Despite the fact that this twenty-five cents will help keep us going for another week, it burns in my hand, and my cheeks burn too. How embarrassing! And Mr. Stenger’s calculation of my ability to get work is more dismal than I imagined. I blink back the tears, ashamed by my weakness, and step off the sidewalk.
That’s when it hits me. The passenger-side door of the Pontiac is half open and Dr. Blum is gone.
Lost
“Mr. Stenger!” I run back to the pharmacy and pound on the glass door. The pharmacist opens it, but holds the orange cat back with one foot. “The doctor! He’s disappeared. I hate to ask you, but can you help me find him? He could get run over or hurt by someone who doesn’t understand his problem.” I wring my hands like a heroine in a silent movie.
“Now, now, Miss Myers.
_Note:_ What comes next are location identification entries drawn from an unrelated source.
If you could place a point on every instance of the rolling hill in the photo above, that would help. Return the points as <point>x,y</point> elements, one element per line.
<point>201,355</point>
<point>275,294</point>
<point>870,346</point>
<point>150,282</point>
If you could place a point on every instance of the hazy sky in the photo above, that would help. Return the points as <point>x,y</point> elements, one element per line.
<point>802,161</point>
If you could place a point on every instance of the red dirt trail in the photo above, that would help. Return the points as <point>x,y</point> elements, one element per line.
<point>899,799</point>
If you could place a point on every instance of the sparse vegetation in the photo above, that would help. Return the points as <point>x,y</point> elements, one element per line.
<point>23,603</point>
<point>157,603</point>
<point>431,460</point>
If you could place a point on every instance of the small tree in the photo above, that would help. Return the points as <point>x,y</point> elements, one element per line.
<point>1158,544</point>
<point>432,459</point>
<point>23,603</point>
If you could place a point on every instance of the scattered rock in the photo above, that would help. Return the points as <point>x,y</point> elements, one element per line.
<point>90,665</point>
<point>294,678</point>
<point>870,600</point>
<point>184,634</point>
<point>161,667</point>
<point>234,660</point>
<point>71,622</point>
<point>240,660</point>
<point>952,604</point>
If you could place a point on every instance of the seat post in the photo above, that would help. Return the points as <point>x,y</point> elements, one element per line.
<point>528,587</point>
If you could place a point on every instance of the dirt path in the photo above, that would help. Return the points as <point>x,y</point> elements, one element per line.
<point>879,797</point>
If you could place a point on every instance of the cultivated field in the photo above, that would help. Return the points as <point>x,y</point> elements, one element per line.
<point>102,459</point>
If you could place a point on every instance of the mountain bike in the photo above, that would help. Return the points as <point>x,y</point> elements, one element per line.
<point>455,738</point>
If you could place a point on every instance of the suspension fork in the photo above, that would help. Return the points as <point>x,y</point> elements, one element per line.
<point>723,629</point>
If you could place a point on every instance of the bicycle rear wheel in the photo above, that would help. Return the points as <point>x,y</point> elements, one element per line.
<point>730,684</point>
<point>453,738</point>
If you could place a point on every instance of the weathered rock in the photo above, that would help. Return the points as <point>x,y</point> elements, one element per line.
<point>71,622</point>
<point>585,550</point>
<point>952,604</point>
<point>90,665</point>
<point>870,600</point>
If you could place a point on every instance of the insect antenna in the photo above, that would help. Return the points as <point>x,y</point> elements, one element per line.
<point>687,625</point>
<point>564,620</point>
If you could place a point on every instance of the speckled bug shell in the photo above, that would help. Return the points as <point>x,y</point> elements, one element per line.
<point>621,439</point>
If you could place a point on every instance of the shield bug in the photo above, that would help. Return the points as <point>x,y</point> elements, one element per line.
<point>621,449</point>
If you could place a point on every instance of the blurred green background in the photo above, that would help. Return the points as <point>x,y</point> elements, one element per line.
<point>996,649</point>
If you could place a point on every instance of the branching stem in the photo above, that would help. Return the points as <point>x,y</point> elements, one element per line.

Don’t cry. Liberty isn’t very big. We’ll find him.” He slips off his lab coat, locks up the pharmacy, and joins me on the cracked walk. “He can’t have gone far. You head down to the courthouse and ask the fellows on the steps. I’ll head up toward the church.”
Frantically, I hurry along past the closed sweetshop, the closed dry goods shop, and the volunteer firehouse, but Isaac has vanished! How many times have I wished to be free of him, now he’s gone! I should have been watching him closer.
Embarrassed, I ask the men lounging on the benches if they’ve seen a strange fellow in a white shirt and tie, with a vacant look, walk by. They all shake their heads and look at me funny so I turn and run back to the car.
Where could the doctor have gone? Like Mr. Stenger says, Liberty’s not a very big town. You can pretty much see the length of Main by standing out in the street. Could he have wandered down an alley?
Just then I spy Mr. Stenger leading the doc by the arm in my direction.
“Where did you find him?”
“He was in the soup line down at the Saved by Faith Baptist Church, three blocks away. The fellows weren’t sure if he smelled the hot food or just wandered there by accident, but one of the drifters gave him a cup and pushed him in line. They could see there was something wrong with him, thought maybe he was deaf and dumb.” The doctor still carries an empty tin cup and there’s food on his face.
Stenger eyes the cup. “No one knew he was a physician, thought he was a bum just panhandling through town, until he got up to the front of the line and two of the church ladies serving food recognized him. They’d heard you were back so they sat him in a chair with a cup full of beans and that’s where I found him.”
“He fed himself?” I ask, amazed. “He hasn’t done that since he took his spell.” Stenger doesn’t get the significance. “You fed yourself!” I say to Blum, almost laughing, but he doesn’t seem to hear.